Logic programming


noun
1.
the study or implementation of computer programs capable of discovering or checking proofs of formal expressions or segments
artificial intelligence, programming, language
A declarative, relational style of programming based on first-order logic. The original logic programming language was Prolog. The concept is based on Horn clauses.
The programmer writes a “database” of “facts”, e.g.
wet(water).
(“water is wet”) and “rules”, e.g.
mortal(X) :- human(X).
(“X is mortal is implied by X is human”). Facts and rules are collectively known as “clauses”.
The user supplies a “goal” which the system attempts to prove using “resolution” or “backward chaining”. This involves matching the current goal against each fact or the left hand side of each rule using “unification”. If the goal matches a fact, the goal succeeds; if it matches a rule then the process recurses, taking each sub-goal on the right hand side of the rule as the current goal. If all sub-goals succeed then the rule succeeds.

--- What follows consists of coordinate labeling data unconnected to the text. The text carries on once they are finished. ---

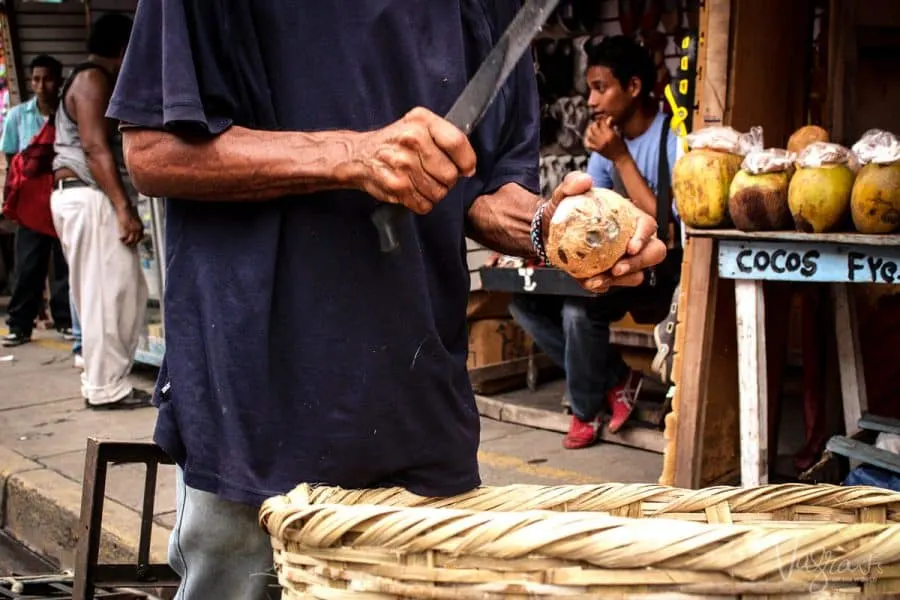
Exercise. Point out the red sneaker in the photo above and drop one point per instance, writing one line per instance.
(622, 399)
(581, 433)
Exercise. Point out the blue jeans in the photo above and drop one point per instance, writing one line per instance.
(76, 326)
(574, 333)
(218, 549)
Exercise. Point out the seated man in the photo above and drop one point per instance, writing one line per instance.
(626, 143)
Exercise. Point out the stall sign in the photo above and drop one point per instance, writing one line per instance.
(809, 261)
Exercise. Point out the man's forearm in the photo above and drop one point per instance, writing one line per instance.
(502, 221)
(635, 185)
(240, 164)
(103, 168)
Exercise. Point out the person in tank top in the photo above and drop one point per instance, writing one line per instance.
(98, 224)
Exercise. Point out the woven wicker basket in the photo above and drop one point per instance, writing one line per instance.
(612, 540)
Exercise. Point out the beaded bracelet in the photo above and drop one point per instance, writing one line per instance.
(537, 240)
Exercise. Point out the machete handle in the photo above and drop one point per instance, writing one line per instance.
(387, 218)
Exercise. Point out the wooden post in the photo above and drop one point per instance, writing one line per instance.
(746, 62)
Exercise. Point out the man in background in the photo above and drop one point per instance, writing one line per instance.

Each time a possible clause is chosen, a “choice point” is created on a stack. If subsequent resolution fails then control eventually returns to the choice point and subsequent clauses are tried. This is known as “backtracking”.
Clauses may contain logic variables which take on any value necessary to make the fact or the left hand side of the rule match a goal. Unification binds these variables to the corresponding subterms of the goal. Such bindings are associated with the choice point at which the clause was chosen and are undone when backtracking reaches that choice point.
The user is informed of the success or failure of his first goal and if it succeeds and contains variables he is told what values of those variables caused it to succeed. He can then ask for alternative solutions.